While Goosen has been denied the chance to improve, the Boks have managed to progress in his absence. This is no mean feat considering the attacking limitations of Morné Steyn.
Meyer has stated that he is loyal to performance. The pressure is now on Lambie to show how much he has improved
That said, Steyn has proved an invaluable member of the Bok side. After a forgettable 2012 season, Steyn bounced back in the 2013 Super Rugby tournament and then carried that form through to the Test season. If not for Steyn’s calm under pressure and accuracy in front of goal, the Boks would not have emerged with an 83% win record in 2013.
Barring injury, Goosen and Steyn will travel to the 2015 World as the two specialist flyhalf options. Lambie is good enough to warrant a place in that squad, if only as a back-up flyhalf and fullback.
That is how things stand at present. The status quo can, however, be challenged if Lambie spearheads a successful Sharks campaign.
Meyer has stated that he is loyal to performance, and that Super Rugby form does factor into national selection. The pressure is now on Lambie to show how much he has improved.
The Sharks should win the South African conference and represent this country’s best chance of an overall Super Rugby title. This season, Lambie will benefit from a platform provided by a Springbok-laden pack. He will thrive under the tutelage of White, who coached the Boks to a World Cup title in 2007 and the Brumbies to a Super Rugby final in 2013.
White has promised to play Lambie at No 10, and nowhere else. He has committed to helping the youngster refine his kicking game and to taking the ball flatter on attack.
White has recruited visual expert Sherylle Calder, who was part of White’s coaching staff when the Boks won the World Cup in 2007. Calder has been brought in to sharpen the Sharks’ skills, with special attention given to the team’s kickers.
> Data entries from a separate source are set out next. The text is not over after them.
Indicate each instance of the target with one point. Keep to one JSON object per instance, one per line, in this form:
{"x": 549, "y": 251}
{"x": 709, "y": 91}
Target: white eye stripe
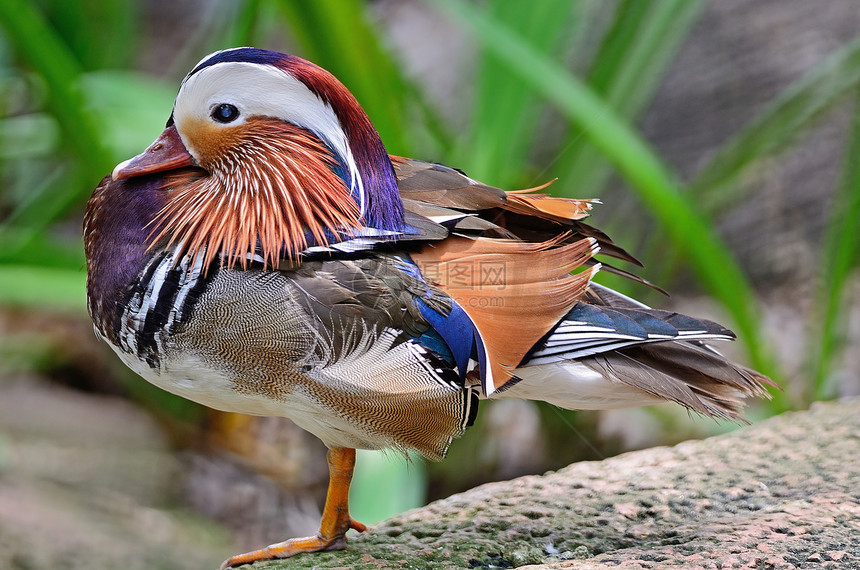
{"x": 264, "y": 90}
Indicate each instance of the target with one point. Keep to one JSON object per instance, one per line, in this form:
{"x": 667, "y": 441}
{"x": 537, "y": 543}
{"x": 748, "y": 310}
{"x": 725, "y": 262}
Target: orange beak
{"x": 166, "y": 153}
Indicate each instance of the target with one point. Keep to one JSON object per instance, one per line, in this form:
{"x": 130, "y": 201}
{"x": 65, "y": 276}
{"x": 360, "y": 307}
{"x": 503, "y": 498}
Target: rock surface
{"x": 784, "y": 493}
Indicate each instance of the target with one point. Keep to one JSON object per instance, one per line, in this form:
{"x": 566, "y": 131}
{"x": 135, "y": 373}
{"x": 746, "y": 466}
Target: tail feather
{"x": 684, "y": 372}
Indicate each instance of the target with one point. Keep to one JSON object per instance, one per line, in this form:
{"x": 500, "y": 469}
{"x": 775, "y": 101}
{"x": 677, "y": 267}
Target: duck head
{"x": 283, "y": 157}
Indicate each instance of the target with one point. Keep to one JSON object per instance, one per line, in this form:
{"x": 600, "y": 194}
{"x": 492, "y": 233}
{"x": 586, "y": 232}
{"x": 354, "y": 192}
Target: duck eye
{"x": 225, "y": 113}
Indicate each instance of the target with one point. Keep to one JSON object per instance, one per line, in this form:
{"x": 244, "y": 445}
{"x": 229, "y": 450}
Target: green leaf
{"x": 403, "y": 481}
{"x": 38, "y": 44}
{"x": 320, "y": 28}
{"x": 43, "y": 288}
{"x": 842, "y": 246}
{"x": 506, "y": 116}
{"x": 626, "y": 72}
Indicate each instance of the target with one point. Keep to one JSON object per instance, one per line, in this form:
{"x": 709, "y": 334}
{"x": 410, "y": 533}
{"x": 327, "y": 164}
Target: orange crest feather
{"x": 271, "y": 189}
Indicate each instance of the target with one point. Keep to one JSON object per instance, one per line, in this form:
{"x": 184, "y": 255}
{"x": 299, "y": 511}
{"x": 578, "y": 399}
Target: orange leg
{"x": 335, "y": 521}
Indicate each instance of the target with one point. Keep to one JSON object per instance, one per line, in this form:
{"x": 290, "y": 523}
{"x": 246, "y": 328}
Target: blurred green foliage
{"x": 70, "y": 109}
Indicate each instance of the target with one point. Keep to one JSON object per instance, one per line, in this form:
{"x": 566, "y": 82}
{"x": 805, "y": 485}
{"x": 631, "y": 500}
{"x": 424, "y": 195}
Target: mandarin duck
{"x": 266, "y": 255}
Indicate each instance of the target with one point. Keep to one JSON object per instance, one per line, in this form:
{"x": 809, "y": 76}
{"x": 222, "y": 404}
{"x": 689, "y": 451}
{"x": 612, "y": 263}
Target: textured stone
{"x": 784, "y": 493}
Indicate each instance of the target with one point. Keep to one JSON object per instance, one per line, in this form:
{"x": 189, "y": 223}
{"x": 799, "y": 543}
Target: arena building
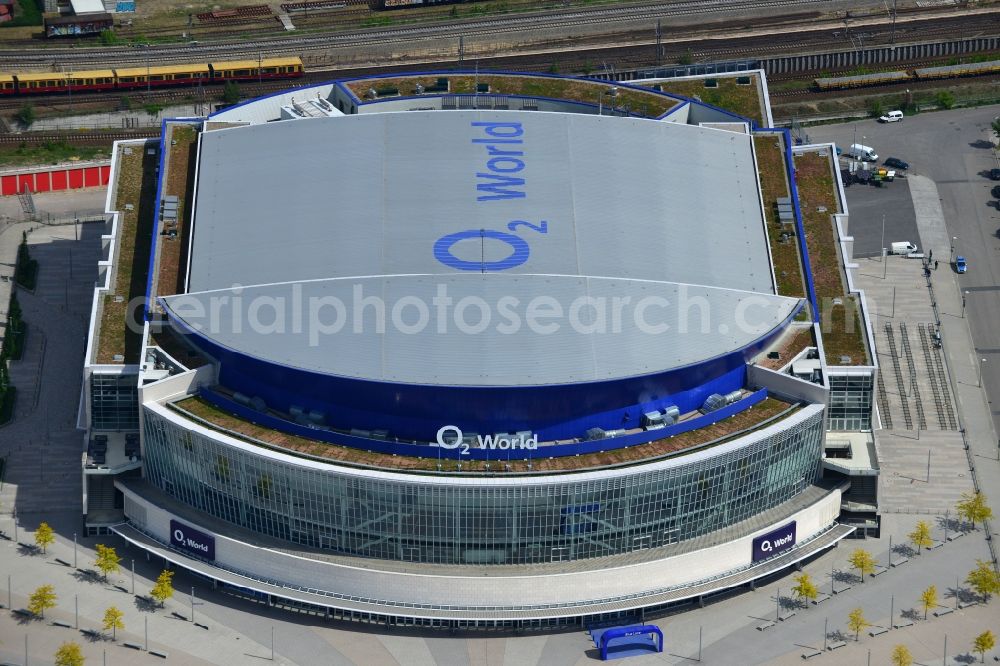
{"x": 474, "y": 350}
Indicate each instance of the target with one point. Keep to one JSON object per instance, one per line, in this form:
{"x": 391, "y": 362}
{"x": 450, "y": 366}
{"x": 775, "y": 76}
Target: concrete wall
{"x": 786, "y": 385}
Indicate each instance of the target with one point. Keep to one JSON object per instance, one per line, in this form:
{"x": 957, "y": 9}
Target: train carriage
{"x": 78, "y": 26}
{"x": 61, "y": 82}
{"x": 965, "y": 69}
{"x": 162, "y": 75}
{"x": 252, "y": 70}
{"x": 861, "y": 80}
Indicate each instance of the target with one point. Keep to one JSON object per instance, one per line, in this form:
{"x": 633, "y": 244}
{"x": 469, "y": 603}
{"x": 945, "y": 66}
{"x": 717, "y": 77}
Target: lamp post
{"x": 148, "y": 82}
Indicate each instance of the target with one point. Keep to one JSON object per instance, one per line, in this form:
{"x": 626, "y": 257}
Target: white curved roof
{"x": 370, "y": 194}
{"x": 666, "y": 218}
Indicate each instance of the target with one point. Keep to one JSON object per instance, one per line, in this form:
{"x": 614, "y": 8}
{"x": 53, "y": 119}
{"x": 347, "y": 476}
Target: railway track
{"x": 159, "y": 96}
{"x": 77, "y": 138}
{"x": 915, "y": 84}
{"x": 382, "y": 36}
In a recent conversation with the Bok coach, I asked Meyer how he felt about Calder’s recruitment and what it could mean for South African rugby. It’s my opinion that the move will boost the Boks as well as the Sharks, as the likes of Lambie and Frans Steyn will benefit from Calder’s input.
Meyer agreed wholeheartedly. He confirmed that there’s not enough time to coach players at Test level these days, particularly in an area as specialised as visual skills. Meyer was thrilled to see that two players who are a part of his plans are receiving due attention at their franchise.
Lambie now has a fantastic opportunity. A lot of time and effort has been spent on his game in the pre-season and now it’s up to him to put it all into practice. He needs to show Meyer that he has improved.